Costa no seu labirinto

Já todos percebemos que António Costa vive numa encruzilhada difícil: é fundamental que nos convença de que pode fazer diferente e melhor, mas também precisa de nos demonstrar como as suas propostas são realistas e não abrirão a porta ao descontrolo financeiro de outros tempos.

O memorando dos economistas foi uma excelente iniciativa. Embora a grande maioria dos portugueses não compreenda os pormenores com que economistas e politólogos de serviço nos invadem no quotidiano televisivo, ficou claro para todos que Costa tem uma margem de manobra muito estreita. Fazer diferente e melhor será diminuir o impacto da austeridade, sem deixar por completo de a praticar. Se economistas de prestígio nos demonstram ser possível devolver algum poder de compra aos cidadãos e reanimar a economia, também se percebeu que alguma austeridade e contenção nos gastos públicos são cruciais para o futuro do país. É por isso que o memorando foi uma saudável demonstração de um bom contributo técnico para um programa político, ao clarificar como as frases gritadas nos comícios de “Fim à austeridade!” não passam o teste da realidade que um programa de governo sempre implica.

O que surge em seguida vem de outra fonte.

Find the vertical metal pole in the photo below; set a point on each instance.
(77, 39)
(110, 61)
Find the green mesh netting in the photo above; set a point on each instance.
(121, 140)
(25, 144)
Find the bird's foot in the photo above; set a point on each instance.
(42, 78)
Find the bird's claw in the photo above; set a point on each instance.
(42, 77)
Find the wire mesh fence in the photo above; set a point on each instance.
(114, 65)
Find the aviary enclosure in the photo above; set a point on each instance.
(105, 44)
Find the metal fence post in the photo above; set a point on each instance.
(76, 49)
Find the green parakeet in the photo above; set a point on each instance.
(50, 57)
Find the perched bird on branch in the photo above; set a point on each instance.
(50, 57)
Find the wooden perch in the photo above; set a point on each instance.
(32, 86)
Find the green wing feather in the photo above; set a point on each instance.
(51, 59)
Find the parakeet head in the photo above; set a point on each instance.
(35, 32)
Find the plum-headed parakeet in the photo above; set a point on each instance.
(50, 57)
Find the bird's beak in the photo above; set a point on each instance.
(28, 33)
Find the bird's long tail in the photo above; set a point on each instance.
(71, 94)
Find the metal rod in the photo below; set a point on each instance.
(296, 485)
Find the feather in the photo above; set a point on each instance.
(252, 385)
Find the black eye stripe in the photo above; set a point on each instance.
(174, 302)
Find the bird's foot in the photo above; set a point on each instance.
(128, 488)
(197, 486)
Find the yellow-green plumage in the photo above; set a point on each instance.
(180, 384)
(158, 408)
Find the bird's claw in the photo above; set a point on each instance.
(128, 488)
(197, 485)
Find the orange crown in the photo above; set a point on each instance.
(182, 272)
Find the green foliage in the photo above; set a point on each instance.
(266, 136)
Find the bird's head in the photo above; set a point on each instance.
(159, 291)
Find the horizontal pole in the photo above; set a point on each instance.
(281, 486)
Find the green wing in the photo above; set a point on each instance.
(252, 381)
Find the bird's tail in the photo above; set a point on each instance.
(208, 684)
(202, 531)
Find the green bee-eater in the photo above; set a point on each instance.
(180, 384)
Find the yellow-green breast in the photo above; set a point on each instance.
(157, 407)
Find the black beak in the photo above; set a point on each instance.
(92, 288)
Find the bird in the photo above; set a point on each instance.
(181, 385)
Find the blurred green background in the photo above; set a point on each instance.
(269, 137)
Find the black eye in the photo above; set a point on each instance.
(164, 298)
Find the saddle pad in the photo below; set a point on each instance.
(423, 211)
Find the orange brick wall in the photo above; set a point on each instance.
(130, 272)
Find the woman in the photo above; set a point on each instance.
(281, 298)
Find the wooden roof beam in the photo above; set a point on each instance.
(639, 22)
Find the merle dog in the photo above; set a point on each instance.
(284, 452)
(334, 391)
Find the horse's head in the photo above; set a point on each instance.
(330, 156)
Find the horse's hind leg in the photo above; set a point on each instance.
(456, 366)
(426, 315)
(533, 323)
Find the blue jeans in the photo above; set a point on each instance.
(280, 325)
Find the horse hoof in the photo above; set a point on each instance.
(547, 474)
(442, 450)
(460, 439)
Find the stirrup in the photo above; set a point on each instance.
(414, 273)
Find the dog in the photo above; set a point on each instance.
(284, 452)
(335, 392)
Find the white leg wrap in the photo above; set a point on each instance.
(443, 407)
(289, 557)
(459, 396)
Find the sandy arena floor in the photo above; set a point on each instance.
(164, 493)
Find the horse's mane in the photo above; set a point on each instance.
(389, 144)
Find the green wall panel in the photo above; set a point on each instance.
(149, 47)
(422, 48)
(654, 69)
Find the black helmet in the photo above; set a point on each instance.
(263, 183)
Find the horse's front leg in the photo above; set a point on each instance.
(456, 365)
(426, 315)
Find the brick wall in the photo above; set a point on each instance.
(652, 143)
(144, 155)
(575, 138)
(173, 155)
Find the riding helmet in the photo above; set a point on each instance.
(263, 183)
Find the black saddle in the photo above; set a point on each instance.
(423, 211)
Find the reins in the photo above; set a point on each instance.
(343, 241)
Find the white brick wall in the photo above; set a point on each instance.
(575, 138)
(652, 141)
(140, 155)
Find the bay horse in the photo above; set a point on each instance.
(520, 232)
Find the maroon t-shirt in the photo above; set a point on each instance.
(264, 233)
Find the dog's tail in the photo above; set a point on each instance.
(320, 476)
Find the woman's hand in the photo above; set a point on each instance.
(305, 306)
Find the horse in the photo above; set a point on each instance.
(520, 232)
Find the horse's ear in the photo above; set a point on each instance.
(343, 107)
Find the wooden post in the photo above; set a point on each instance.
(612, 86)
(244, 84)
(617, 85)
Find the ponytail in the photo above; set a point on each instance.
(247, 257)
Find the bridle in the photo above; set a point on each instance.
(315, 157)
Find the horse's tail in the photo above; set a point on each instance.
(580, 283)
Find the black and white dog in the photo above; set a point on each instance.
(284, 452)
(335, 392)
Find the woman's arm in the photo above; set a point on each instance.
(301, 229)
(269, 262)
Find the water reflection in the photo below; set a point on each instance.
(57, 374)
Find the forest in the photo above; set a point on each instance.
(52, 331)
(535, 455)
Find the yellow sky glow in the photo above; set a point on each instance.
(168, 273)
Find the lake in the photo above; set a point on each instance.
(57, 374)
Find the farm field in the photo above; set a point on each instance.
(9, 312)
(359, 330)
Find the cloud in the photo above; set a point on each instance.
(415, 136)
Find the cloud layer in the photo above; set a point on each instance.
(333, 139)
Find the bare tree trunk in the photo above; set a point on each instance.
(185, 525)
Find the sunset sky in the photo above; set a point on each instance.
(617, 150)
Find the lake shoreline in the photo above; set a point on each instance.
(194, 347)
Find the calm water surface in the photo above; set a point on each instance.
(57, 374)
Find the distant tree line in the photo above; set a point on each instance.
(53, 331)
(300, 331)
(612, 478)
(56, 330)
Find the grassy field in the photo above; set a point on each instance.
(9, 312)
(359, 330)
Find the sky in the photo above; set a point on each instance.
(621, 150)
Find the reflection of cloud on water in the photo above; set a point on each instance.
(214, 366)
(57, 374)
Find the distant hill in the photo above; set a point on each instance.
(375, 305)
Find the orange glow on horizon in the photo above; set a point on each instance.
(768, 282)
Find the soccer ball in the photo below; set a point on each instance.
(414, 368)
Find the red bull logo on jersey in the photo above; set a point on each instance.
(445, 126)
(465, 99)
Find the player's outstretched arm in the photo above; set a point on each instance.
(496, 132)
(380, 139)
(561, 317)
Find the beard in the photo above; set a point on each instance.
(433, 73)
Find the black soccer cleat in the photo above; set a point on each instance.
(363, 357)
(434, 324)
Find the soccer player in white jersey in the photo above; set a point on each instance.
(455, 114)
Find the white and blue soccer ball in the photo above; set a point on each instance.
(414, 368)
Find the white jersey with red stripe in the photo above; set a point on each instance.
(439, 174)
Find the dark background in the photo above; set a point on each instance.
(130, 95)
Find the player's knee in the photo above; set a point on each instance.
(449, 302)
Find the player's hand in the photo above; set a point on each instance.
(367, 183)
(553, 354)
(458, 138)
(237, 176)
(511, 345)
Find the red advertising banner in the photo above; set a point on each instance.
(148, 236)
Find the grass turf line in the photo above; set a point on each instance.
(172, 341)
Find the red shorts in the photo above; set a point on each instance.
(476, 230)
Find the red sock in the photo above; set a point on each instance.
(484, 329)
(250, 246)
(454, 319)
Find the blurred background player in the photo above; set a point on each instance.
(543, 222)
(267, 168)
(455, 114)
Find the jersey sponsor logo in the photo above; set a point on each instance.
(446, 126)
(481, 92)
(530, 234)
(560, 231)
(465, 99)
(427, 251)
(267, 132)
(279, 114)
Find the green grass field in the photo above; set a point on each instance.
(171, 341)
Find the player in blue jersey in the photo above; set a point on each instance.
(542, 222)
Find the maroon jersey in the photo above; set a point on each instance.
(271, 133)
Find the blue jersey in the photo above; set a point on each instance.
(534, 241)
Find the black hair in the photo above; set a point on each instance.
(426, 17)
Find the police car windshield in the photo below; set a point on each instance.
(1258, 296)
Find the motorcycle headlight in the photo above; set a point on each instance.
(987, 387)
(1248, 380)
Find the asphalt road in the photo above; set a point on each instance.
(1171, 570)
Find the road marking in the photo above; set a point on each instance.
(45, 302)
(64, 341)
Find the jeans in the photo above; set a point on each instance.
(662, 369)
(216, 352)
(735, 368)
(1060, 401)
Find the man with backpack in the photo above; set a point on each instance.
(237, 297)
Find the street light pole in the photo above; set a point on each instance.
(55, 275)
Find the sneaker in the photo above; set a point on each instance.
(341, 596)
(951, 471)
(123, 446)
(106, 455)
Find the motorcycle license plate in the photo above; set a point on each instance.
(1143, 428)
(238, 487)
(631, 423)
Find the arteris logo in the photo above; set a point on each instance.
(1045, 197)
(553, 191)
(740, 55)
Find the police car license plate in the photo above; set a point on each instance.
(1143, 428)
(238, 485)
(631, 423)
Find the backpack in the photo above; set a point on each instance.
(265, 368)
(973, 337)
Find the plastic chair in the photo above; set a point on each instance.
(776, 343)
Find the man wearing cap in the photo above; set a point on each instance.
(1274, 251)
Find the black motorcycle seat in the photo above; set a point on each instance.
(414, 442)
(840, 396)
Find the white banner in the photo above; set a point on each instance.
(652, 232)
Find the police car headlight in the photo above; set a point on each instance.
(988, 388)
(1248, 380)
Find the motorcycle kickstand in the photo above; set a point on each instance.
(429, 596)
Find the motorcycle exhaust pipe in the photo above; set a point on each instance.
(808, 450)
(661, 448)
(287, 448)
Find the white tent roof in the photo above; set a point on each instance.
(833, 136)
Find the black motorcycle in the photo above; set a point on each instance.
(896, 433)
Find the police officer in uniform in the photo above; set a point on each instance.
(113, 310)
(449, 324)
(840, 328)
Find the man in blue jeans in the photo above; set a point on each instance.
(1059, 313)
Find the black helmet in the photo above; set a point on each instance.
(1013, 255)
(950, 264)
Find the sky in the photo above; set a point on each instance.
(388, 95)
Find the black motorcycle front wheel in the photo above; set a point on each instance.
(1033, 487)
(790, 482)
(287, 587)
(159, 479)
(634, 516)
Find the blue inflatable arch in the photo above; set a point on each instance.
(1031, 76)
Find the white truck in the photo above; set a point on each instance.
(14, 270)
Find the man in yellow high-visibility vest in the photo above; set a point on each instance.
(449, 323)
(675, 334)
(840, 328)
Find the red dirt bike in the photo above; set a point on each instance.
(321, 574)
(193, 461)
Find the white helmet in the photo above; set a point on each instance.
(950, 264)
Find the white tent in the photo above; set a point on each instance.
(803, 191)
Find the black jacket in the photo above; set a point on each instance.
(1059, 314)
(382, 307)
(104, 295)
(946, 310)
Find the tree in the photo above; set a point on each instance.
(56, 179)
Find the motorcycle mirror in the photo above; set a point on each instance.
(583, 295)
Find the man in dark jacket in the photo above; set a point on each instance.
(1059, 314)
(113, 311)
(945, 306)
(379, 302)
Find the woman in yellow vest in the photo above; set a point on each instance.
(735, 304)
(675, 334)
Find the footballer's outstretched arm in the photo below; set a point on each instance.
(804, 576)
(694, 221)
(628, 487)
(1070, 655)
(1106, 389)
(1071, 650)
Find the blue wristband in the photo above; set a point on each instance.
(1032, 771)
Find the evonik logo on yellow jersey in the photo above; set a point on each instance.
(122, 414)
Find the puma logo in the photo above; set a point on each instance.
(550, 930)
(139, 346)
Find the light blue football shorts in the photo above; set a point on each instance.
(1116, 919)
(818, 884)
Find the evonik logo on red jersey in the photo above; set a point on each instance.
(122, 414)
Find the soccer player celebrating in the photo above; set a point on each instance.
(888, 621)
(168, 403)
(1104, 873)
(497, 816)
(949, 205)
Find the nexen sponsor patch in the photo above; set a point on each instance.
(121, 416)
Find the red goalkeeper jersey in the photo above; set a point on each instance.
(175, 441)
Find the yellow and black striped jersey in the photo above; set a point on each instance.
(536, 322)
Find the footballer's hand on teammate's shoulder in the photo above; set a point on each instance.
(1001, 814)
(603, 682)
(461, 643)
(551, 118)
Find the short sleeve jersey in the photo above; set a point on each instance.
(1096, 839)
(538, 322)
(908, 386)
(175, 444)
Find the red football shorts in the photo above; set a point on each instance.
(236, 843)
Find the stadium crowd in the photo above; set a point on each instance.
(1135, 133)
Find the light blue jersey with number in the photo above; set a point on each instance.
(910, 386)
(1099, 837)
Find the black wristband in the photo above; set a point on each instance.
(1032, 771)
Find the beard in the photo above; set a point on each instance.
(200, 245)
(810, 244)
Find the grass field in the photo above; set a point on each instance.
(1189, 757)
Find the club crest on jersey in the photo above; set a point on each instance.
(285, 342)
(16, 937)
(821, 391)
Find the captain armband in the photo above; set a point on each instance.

Costa tem de compreender depressa que aqueles que o apoiam nas reuniões partidárias pelo país fora representam apenas o entusiasmo militante, misturado com muita gente que só aspira a um lugar de protagonismo partidário. Essas pessoas não compreendem a sua encruzilhada, são apenas críticos do governo por tradição. Noutros locais, contudo, não faltam os verdadeiros apoiantes: todos aqueles que sofreram na pele a política de destruição do emprego ou viveram a diminuição dos apoios sociais que caracterizaram a prática da coligação no poder.

As preocupações dos portugueses não são o cenário macroeconómico, os jogos partidários ou os discursos dos deputados. Centram-se no desemprego, na educação e no futuro de filhos e netos, na protecção dos idosos e das crianças, no acesso mais rápido ao Serviço Nacional de Saúde, nas condições de habitação e na rapidez e menor custo dos transportes. É sobre estas questões que António Costa tem de falar diferente, sem fazer promessas avulso e sem acenar com resultados que não pode garantir à partida. Já todos percebemos como a nossa economia está dependente da Europa e não temos possibilidade de caminhar sozinhos, como o caso da Grécia exemplarmente demonstra.

Costa caminha num desfiladeiro estreito, de um lado cercado por uma extrema-esquerda irrealista porque longe do poder, do outro rodeado por uma direita que se organiza cada vez melhor à volta de um discurso simples, mas eficaz: “Nós herdámos a bancarrota, equilibrámos as contas e não podemos dar o poder àqueles que nos conduziram à necessidade de apoio externo.” Com a prisão de Sócrates a surgir como uma sombra nesse caminho apertado, Costa necessita de toda a sua argúcia e experiência política para conseguir uma vitória folgada, que permita a necessária negociação para um governo estável.

Torna-se cada vez mais necessário ouvir, depois dos economistas, pessoas com prestígio na Educação, na Saúde e na Justiça, capazes de inspirar um programa diferente mas realista, em que o respeito pelas pessoas em dificuldades ocupe de facto o primeiro plano, sem regresso ao despesismo de outrora.

Para todos aqueles que aspiram ao fim do constrangimento penoso que nos asfixiou nestes últimos quatro anos, impõe-se um movimento cívico que guie Costa no seu labirinto e o conduza à vitória.